# Which analog digital converter???



## swong46 (Feb 15, 2010)

My mom wants a digital converter so here I am to see what info I can find. There are so many digital converters out there but it seems they are either standard definition or they're bad. 

I looked at the magnavox one but it seems it breaks easy
The apex one has 1/5 stars average
List goes on and on

I need a 1080p capable one that I can rely on to work well. What is out there that actually works?

Thanks guys


----------



## Ares (Nov 23, 2009)

Are you looking for a Digital to Analog converter box? Is your mom's TV an SD or HD model?


----------



## swong46 (Feb 15, 2010)

Yeah, that is what I am looking for. Her TV are standard but will be upgraded to HD in the future. But I guess I should ask for SD and HD model, since I doubt she will upgrade all the TV's


----------



## Ares (Nov 23, 2009)

You won't need a convert box for an HDTV since it has an HD Tuner built-in, for the SDTV the box will take the digital broadcast and convert it to analog so her SDTV will get the channels she normally watches.


----------



## swong46 (Feb 15, 2010)

Oh, so what is the point for certain converter boxes that are HD capable?


----------



## Ares (Nov 23, 2009)

The converter boxes are for:

1) Those who may have no desire to purchase an HDTV.

2) Who may not be able to purchase a new set due to price restrictions, $60 vs $500-$2000

Just to make sure we are on the same page, what model was the Magnavox converter you where looking at?


----------



## swong46 (Feb 15, 2010)

Yeah, but I mean converter boxes that are SD only or have HD feature. If HD tv's already have a tuner built in, what is the need for a converter box with HD if a SD tv cannot play HD?

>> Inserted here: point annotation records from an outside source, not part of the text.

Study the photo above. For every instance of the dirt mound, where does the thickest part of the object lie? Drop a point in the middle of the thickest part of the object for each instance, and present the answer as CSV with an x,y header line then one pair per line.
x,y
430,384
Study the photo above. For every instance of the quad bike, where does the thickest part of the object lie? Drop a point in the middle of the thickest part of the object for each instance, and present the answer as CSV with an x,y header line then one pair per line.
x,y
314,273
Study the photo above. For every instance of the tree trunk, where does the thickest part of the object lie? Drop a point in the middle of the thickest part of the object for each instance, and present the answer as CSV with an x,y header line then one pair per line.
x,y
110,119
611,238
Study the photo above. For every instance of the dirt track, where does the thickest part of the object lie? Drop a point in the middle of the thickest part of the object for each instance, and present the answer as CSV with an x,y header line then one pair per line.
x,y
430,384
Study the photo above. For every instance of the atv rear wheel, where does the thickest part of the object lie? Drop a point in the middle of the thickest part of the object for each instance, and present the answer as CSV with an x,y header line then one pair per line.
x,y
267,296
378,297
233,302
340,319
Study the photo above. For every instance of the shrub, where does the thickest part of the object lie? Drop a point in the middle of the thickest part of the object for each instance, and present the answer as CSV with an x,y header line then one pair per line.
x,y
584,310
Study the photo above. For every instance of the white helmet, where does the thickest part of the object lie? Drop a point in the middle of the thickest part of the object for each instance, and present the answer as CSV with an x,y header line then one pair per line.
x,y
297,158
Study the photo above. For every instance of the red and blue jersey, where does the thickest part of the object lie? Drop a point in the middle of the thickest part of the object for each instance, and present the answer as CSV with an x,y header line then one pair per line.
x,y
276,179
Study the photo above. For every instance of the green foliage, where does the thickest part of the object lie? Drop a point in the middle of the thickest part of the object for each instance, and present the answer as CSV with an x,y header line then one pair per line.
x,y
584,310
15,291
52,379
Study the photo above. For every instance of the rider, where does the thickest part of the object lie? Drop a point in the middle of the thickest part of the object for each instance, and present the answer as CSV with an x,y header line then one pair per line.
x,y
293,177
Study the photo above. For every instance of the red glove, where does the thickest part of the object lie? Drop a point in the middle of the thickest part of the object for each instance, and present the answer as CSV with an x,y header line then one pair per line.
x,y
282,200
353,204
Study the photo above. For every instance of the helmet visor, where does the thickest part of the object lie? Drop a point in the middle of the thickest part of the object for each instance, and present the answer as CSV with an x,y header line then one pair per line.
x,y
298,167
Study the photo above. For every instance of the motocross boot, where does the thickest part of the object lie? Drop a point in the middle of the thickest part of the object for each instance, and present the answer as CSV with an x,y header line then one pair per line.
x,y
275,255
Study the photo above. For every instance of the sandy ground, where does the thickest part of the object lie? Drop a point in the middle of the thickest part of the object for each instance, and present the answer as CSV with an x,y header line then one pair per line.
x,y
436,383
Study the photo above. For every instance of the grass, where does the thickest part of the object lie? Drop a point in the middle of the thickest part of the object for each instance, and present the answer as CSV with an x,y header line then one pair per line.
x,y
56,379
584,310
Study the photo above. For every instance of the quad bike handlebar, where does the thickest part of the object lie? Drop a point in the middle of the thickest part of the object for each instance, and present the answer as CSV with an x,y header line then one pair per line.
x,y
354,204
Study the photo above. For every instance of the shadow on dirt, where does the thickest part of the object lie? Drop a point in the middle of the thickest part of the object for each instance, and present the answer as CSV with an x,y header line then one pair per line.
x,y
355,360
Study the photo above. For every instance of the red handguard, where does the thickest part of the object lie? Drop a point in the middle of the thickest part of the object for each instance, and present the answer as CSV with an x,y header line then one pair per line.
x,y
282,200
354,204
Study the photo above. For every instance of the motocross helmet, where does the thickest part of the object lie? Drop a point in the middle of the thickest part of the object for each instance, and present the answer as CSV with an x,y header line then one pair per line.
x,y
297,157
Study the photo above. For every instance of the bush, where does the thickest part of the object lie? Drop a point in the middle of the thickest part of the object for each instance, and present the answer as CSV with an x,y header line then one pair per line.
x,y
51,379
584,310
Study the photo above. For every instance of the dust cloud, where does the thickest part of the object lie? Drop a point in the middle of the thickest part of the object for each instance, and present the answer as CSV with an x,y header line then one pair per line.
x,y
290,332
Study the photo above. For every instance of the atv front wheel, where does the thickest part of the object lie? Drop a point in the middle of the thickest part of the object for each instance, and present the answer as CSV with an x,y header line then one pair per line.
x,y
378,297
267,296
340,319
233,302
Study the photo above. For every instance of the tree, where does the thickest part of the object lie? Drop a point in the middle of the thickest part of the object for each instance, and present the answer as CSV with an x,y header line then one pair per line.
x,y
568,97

I was looking at the Magnavox TB110MW9


----------



## Ares (Nov 23, 2009)

So we are on the same page good, The broadcast signal is digital which an SDTV can't get so the box helps converts it to an analog signal so it will step down the resolution to SD so it can be seen on an SDTV. The box is a 2 in 1 device it's an HD tuner plus a converter for SDTV where as an HDTV has a built-in tuner and has no need for a converter since it can display all current resolutions.


----------



## swong46 (Feb 15, 2010)

Is there one you can recommend that is good? Seems like the Coby DTV102 is good.


----------



## Ares (Nov 23, 2009)

Sorry about taking awhile to get back to you, there are two that I have used that are good.

1) Zenith DTT901 

There is only one issue that I can think of it's the remote it's not senior citizen friendly due to the small buttons.

2) RCA DTA800B1 

The only issue I had with this one is it didn't come with a composite cable to hook it up.


----------